If you wish to train and or fine tune the model, see the interactive notebook in the training folder. You can copy and run the FOODTRAINER.ipynb in Google Colab in your web browser with a TPU for free. Be sure to change the model save path to './models/' to save the models in the Colab instance. If you wish to train the model using a Jupyter environment outside of Colab, you will need to allocate the correct TPU or GPU resource and ensure that the packages are installed correctly.
If more time and resources were available, it would be possible to improve the number of foods for classification through one of two ways.
Increase the number of classes without any changes to the prediction pipeline. This method only requires additional data of the new classes and can be scaled up to 10k+ classes. However, if the number of classes increases beyond 10k the limitations in the final softmax classification layer become more problematic. The number of weights in the final layer will eventually exceed the number of weights in the actual model. Given that the final layer is a dense layer with around 1000 inputs, if we had 10k classes, that would require 10m parameters. The model without the finally layer has around 12m parameters.
Increase the number of classes with a new prediction pipeline. This method follows the same pipeline as face recognition and landmark retreival tasks. Rather than predict a single class, the model predicts an embedding and then uses a KNN search to find another image with a similar embedding. This process allows for the model to train on a large number of classes (say 1k), but then predict on classes it has never seem before. This relies on a well calibrated output embedding that predicts the same embedding values for the same foods, but different values for different foods. This method would scale much better for use cases where we need to classify among 10k+ classes.

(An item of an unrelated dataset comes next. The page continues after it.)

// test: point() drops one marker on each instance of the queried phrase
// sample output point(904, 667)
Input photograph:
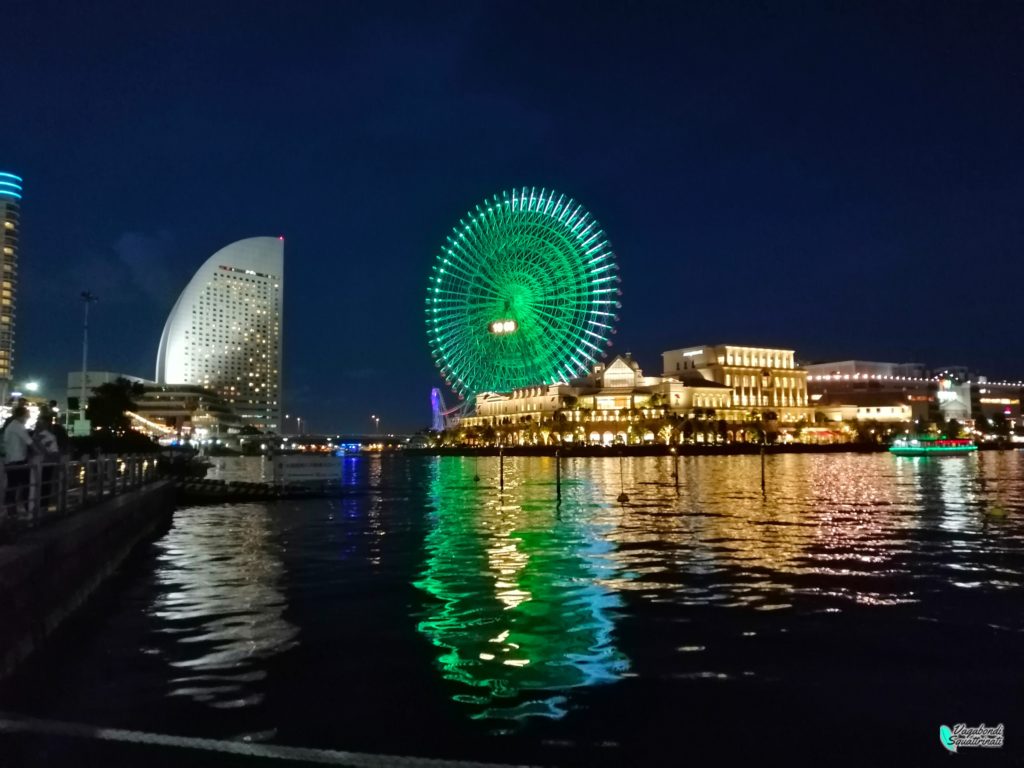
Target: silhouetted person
point(17, 448)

In the second case, it would make sense to implement dedicated servers even if the mobile device could perform inference. The necessity is brought by the need for the KNN search of the embeddings. It is unrealistic for a mobile device to store the embeddings of hundreds of thousands of food photos.
When a photo is taken of a non food object, the classifier still attempts to classify it as a food. This can be addressed by adding a new class to represent non food and then train the model with this new class. However, the variety of non food objects is even greater than the variety of food objects. There are three potential approaches.
Implement a multi-class approach. This is the most simple as you would only need to add another class. However, this can cause problems during training in terms of the class imbalance. Should non food classes account for 1%, 10%, or 50% of the training samples? This approach may reduce the overall classification accuracy of food classes.
Implement a multi-label approach. This requires two separate outputs. One represents the original food classes via softmax cross entropy. The second is a sigmoid binary cross entropy between is food and not food. During training, in examples without any food, there should be no loss for the softmax cross entropy. This can be implemented by multiplying the softmax cross entropy loss per example by the is food label. This approach should yield better results than the multi-class approach and allows for easy calibration of the is food threshold because the model outputs a probability that a image contains a food class.
Implement an object localization and/or segmentation pipeline. This can be accomplished via Mask RCNN or similar model. This approach is likely to yield the best performance, but it requires bounding boxes or segmentation maps for the data. This approach makes it more difficult to scrape images from the web (eg. a simple Google search of boiled eggs will return a large number of images without masks). For web scraping, it may be necessary to utilize unsupervised or semi supervised learning methods such as pseudo-labeling.